Finance

FDIC Warns Banks to Rectify “Inaccurate” Financial Statements Preceding Proposed Special Fee

The U.S. Federal Deposit Insurance Corporation (FDIC) has issued a warning to banks regarding “incorrectly” reduced uninsured deposits in their financial statements. These restatements coincided with the FDIC’s plan to impose a special fee, primarily targeting large firms, to recover losses resulting from the failures of institutions like Silicon Valley Bank. The proposed fee, assessed based on uninsured deposits at the end of 2022, has prompted complaints from banks potentially facing billions of dollars in fees.

In response to recent restatements of financial statements by several banks, the FDIC cautioned against inaccurately reducing uninsured deposits. These revisions occurred prior to the FDIC’s proposal for a special fee linked to the size of uninsured deposits held by banks at the end of 2022. Large firms, in particular, expressed concerns about the potential financial burden they may face due to this fee.

In May, the FDIC introduced a plan to impose a special fee assessment, mainly targeting large financial institutions. The objective was to recover losses incurred from the failures of banks like Silicon Valley Bank. The fee’s calculation would be based on the volume of uninsured deposits each bank held at the end of 2022, which could result in substantial financial consequences for the affected banks.

The FDIC raised concerns that some banks were not reporting estimated uninsured deposits in line with the provided instructions. While the regulator did not disclose the names of these banks, it emphasized the importance of accurate reporting, particularly regarding uninsured deposits backed by pledged assets and those held within bank subsidiaries.

The FDIC specifically highlighted that some banks inaccurately reduced the reported amounts of uninsured deposits. One common method involved reflecting collateralization of deposits by pledged assets. This means that banks used the value of pledged assets to offset the reported amount of uninsured deposits, which contravenes the FDIC’s reporting guidelines. Additionally, excluding intercompany deposit balances of subsidiaries was another method contributing to inaccurate reporting.

A report by S&P Global on July 6 drew attention to the issue, noting that 55 banks restated their fourth-quarter uninsured deposits in their FDIC reports. This number was more than twice the average number of restatements, indicating that the FDIC’s concerns were significant and widespread

Bank of America was one of the banks that revised its uninsured deposits downward by 13.8% to $783.92 billion in May. The revision aimed to remove intra-bank accounts from uninsured deposits. Bank of America’s spokesperson, Bill Halldin, clarified that the revision was due to the identification of certain internal or intra-bank accounts that should not have been reported as uninsured deposits. The bank has no plans to alter the latest reported number to the FDIC.

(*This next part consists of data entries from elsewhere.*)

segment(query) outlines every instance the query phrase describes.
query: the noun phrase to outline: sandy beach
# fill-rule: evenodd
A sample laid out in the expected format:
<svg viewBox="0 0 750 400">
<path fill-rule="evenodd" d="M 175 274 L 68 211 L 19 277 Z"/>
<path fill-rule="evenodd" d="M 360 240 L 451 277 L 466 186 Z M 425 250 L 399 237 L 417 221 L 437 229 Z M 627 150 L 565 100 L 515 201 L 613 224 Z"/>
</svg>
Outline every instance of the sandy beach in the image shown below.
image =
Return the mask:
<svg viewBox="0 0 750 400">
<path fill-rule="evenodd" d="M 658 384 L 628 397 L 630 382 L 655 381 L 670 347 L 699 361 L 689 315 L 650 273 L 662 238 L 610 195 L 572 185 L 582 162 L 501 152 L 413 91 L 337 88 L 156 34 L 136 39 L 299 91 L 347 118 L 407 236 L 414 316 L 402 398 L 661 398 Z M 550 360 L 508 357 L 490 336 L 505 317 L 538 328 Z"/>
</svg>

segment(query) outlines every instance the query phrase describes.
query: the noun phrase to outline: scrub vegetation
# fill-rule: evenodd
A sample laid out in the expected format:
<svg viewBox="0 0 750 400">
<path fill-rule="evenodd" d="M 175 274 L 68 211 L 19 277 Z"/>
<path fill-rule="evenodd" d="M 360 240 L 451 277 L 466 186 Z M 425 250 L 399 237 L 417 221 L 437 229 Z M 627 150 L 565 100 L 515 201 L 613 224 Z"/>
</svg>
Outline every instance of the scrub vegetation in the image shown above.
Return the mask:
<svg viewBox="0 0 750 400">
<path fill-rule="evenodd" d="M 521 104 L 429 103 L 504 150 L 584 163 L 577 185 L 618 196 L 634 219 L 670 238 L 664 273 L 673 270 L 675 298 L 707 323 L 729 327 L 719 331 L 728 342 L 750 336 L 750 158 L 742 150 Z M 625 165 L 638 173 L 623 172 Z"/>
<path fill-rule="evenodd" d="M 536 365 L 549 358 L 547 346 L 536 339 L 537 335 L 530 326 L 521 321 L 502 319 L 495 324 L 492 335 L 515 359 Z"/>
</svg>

In S&P Global’s report, it was noted that Huntington National Bank reduced its uninsured deposits by 39.9% during the restatement, marking the largest percentage decline among all banks analyzed. However, bank spokespeople did not respond to requests for comments on this matter.

Several larger firms expressed their displeasure with the proposed special fee, arguing that it would disproportionately affect them. They claimed not to have benefited from the government’s efforts to backstop depositors at smaller lenders. The Bank Policy Institute, which represents larger banks, criticized the FDIC’s assessment methodology in a letter, stating that the regulator had not provided sufficient supporting analysis.

The FDIC’s warning to banks about “inaccurate” financial statements has raised concerns in the financial sector, particularly in light of the proposed special fee tied to uninsured deposits. As banks face potential financial consequences and challenges in complying with FDIC reporting guidelines, it is essential for them to address these issues promptly. The proposed fee has drawn criticism from larger firms, highlighting the need for transparency and robust analysis in the FDIC’s approach to recover losses from bank failures. As the situation unfolds, banks will need to navigate these challenges and ensure fair and accurate reporting to maintain stability and trust within the financial industry.